6 Dec 2013

The power of forgiveness: Mandela’s legacy to the world

“The time for the healing of the wounds has begun.” There was to be no revenge, no retribution. Instead Mandela showed the world another way to truth and justice: forgiveness.

Mandela and Tutu at truth commission (getty)

He was imprisoned for 27 years by the apartheid regime – but Nelson Mandela wanted nothing to do with revenge. In his inaugural presidential address, he insisted that South Africa would only be truly free if it came to terms with its past.

“The time for the healing of the wounds has come. The moment to bridge the chasms that divide us has come. The time to build is upon us”, he said – and described forgiveness as a powerful weapon, because “it liberates the soul, it removes fear”.

It was to herald a whole new approach to dealing with the atrocities committed under apartheid: a model at complete odds with the prosecution and punishment exemplified at Nuremburg.

In place of trials, Mandela created a Truth and Reconciliation Commission, led by Archbishop Desmond Tutu: the idea was to bring out the truth of what happened, by allowing victims and perpetrators to give testimony in public hearings.

Courageous people do not fear forgiving, for the sake of peace. Nelson Mandela

This, went the theory, would serve to investigate the full extent of the human rights abuses, while providing an accurate record and analysis of those years. And, by providing amnesty to the old oppressors – even killers – it replaced the whole idea of retribution with one of restorative justice.

This was not about righting past wrongs, but healing the wounds of history, as Desmond Tutu acknowledged. “We had a horrendous past”, he said. “We needed to look the beast in the eye, so that the past would not hold us hostage any more.”

And, he went on, “To forgive is not just to be altruistic, it is the best form of self-interest.”

Public hearings

The hearings began in 1997, in the full glare of the media – filled with horrific tales of killings, imprisonment, torture and loss.
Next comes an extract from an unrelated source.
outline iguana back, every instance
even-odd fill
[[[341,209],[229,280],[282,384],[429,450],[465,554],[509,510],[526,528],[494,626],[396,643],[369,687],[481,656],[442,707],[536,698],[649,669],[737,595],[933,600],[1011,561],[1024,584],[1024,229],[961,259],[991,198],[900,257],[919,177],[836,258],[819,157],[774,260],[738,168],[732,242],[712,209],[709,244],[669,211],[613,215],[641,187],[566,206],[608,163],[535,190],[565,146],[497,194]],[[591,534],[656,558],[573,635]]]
Truth telling was supposed to be cathartic: but to some victims, the very idea of an amnesty for their oppressors was anathema.

The family of Steve Biko, the young anti-apartheid activist who was murdered in police custody, said the commission had robbed them of their chance for justice, but failed in a legal bid to have the amnesty powers declared unconsitutional.
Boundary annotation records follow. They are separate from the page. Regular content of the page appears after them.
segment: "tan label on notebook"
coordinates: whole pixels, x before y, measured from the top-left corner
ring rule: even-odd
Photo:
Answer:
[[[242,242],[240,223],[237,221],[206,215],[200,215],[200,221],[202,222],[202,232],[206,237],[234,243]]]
Another witness told the commission they did not have the power to forgive. “They don’t know my pain – only I can forgive, and I must know before I forgive”, she said.

But those charged with leading the new South African democracy were detemined that it should not revist the conflicts of the past. The horror of Rwanda’s genocide showed only too clearly what could happen if the spirit of vengeance was allowed to flourish.
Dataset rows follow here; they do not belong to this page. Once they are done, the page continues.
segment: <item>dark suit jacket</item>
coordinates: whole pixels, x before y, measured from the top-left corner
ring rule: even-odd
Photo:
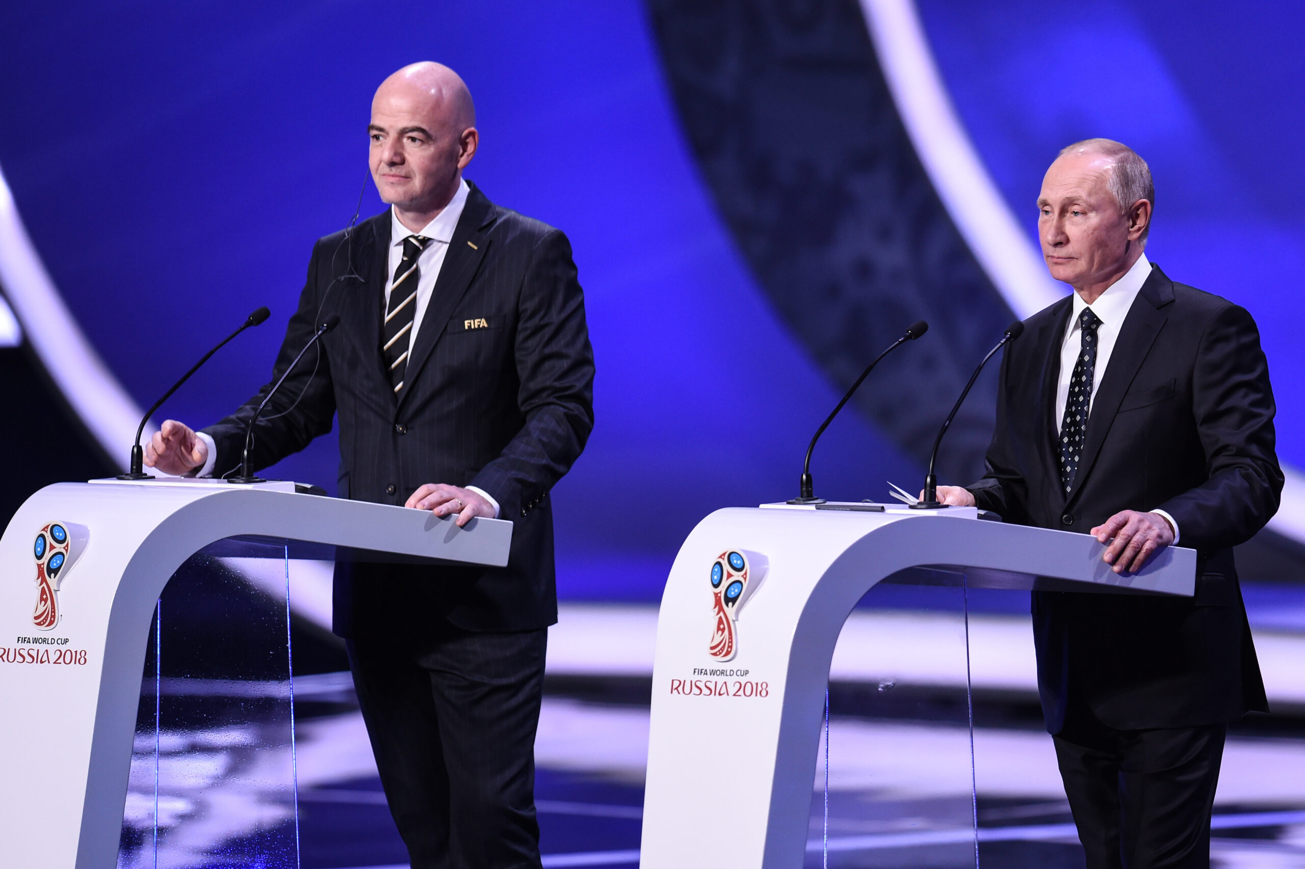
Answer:
[[[1245,309],[1150,277],[1120,330],[1069,495],[1056,384],[1073,299],[1026,321],[1001,367],[987,474],[968,487],[1007,522],[1087,532],[1120,510],[1165,510],[1198,552],[1193,599],[1035,591],[1047,729],[1091,714],[1118,729],[1268,711],[1232,547],[1278,510],[1274,394]]]
[[[514,523],[508,566],[410,569],[419,600],[388,605],[466,630],[545,628],[557,621],[547,496],[594,425],[594,356],[570,244],[471,185],[395,395],[381,356],[389,243],[388,210],[317,241],[271,381],[205,429],[215,474],[240,462],[254,407],[316,324],[338,313],[321,355],[309,351],[264,410],[253,466],[301,450],[338,414],[341,497],[402,505],[423,483],[484,489]],[[350,635],[358,595],[377,573],[337,569],[337,633]]]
As Archbishop Tutu pointed out: “Retribution leads to a cycle of reprisal, leading to counter-reprisal in an inexorable movement, as in Rwanda, Northern Ireland, and in the former Yugoslavia. The only thing that can break that cycle, making possible a new beginning, is forgiveness.”

This was proof, then, that even a nation which had been subjected to the most terrible injustice, could begin afresh: this was to serve as a model for post-conflict societies around the world.

A model for the world

The former US president Jimmy Carter set up his own conflict resolution centre, charged with building a sustainable peace from Bosnia to the Middle East. His representatives set out to work with warring parties, “filling the space between official diplomacy and unofficial grassroots peace efforts”.

After Northern Ireland’s Good Friday agreement, there was a determined effort to bring former enemies together along the lines of the South African model: a forum which could examine the unresolved killings and wrongs suffered by both communities. There was no actual commission, but the principles were the same – truth, healing, and moving on from the past.

After their bloody civil wars, Liberia and Sierra Leone both set up truth commissions, investigating and reporting back on the gross violations of human rights committed during those conflicts, while promoting security and national unity, and avoiding a new descent into violence.

And if anyone were to lose sight of the higher goal, the guiding words of Nelson Mandela remain an inspiration. “Men of peace must not think about retribution or recriminations. Courageous peple do not fear forgiving, for the sake of peace.”